To the central content area

News & activities

President Tsai attends Taiwanese Cultural Association centennial celebration
President Tsai attends Taiwanese Cultural Association centennial celebration

On the afternoon of October 17, President Tsai Ing-wen attended a celebration marking the centennial of the Taiwanese Cultural Association (TCA). In remarks at the event, President Tsai thanked previous generations for their sacrifices and hard work that made Taiwan what it is today, and expressed hope that all citizens will continue to work together for a "Taiwan of the world."

The president noted that, just a few days before, Sweet Dew, a long-lost sculpture by the Japanese-era artist Huang Tu-shui, had been rediscovered. She pointed to the confident posture of the figure depicted in the legendary sculpture as an expression of the expectations that the artists of a century ago had for social progress in Taiwan.

The president noted that Sweet Dew was first shown to the public in 1921, the year of the founding of the TCA, and pointed out that the venue hosting the association's centennial happens to be the same venue where Huang's last sculpture Water Buffalo is housed.

The president said that Huang, like TCA founders Lin Hsien-tang, Chiang Wei-shui, Tsai Pei-huo, and Lai Ho, loved Taiwan deeply and carried a powerful sense of identity and mission. She further noted that the ideas put forward 100 years ago, including Huang's hope for a "Formosan era" in the arts as well as the TCA's insistence that "Taiwan should belong to the people of Taiwan" and that "Taiwan should be a part of the world," continue to remind the people of Taiwan to have confidence in themselves.

The president emphasized that the centennial is not just an occasion to commemorate a single group or era, but also an opportunity to carry forward their spirit so that Taiwanese culture can continue to be a force for progress in Taiwan.
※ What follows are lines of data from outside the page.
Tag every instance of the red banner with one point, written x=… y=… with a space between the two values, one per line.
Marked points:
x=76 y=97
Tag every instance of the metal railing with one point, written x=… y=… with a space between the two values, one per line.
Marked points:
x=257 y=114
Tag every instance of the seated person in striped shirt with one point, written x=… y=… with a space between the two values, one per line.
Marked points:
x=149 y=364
The president pointed out that countries gain power when their culture is filled with vitality. She said that over the past few years, the government has established the Taiwan Creative Content Agency as part of a national strategy to support the development of cultural industries, and has worked to change the law to make a more comprehensive regulatory system for cultural governance. The president stated that, on the day of the event, the National Museum of Taiwan Literature and the National Museum of Taiwan History were upgraded from fourth-level to third-level agencies within the Executive Yuan, a status which will give them enhanced capabilities to draw attention to the history and literature of Taiwan.

The president further stated that this year also saw the official launch of Taiwan+, Taiwan's own international online media platform to show the world our diversity and accomplishments and bring our voices and achievements to the international community.
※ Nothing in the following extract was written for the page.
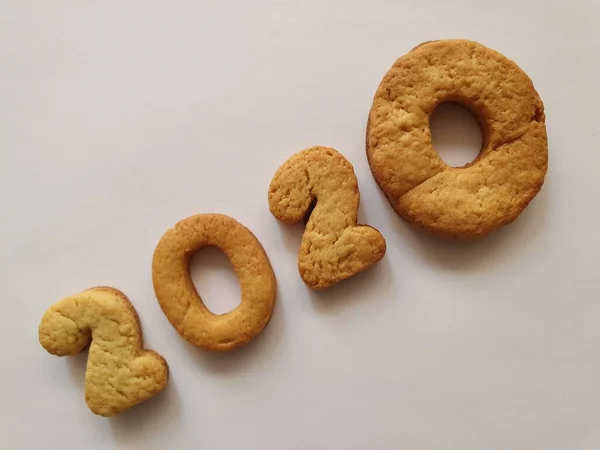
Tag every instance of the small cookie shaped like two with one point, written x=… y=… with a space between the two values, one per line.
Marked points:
x=320 y=183
x=119 y=372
The president expressed her conviction that the era of freedom longed for by the TCA founders has arrived, and that in contemporary Taiwan, neither cultural development nor the forms of exhibitions or performances is subject to government restrictions, and citizens' free speech and free expression are guaranteed.

As an example, the president pointed to this year's Golden Melody Awards, Golden Bell Awards, and the particular elegance and charisma of the many young award winners there, saying that this generation of young Taiwanese has nurtured a new spirit of freedom in Taiwan, creating memories and a future that belong uniquely to us.

The president said that only with freedom can people truly thrive. She thanked our predecessors for their hard work that made Taiwan what it is today, and expressed hope that everyone will continue to work together for a "Taiwan of the world."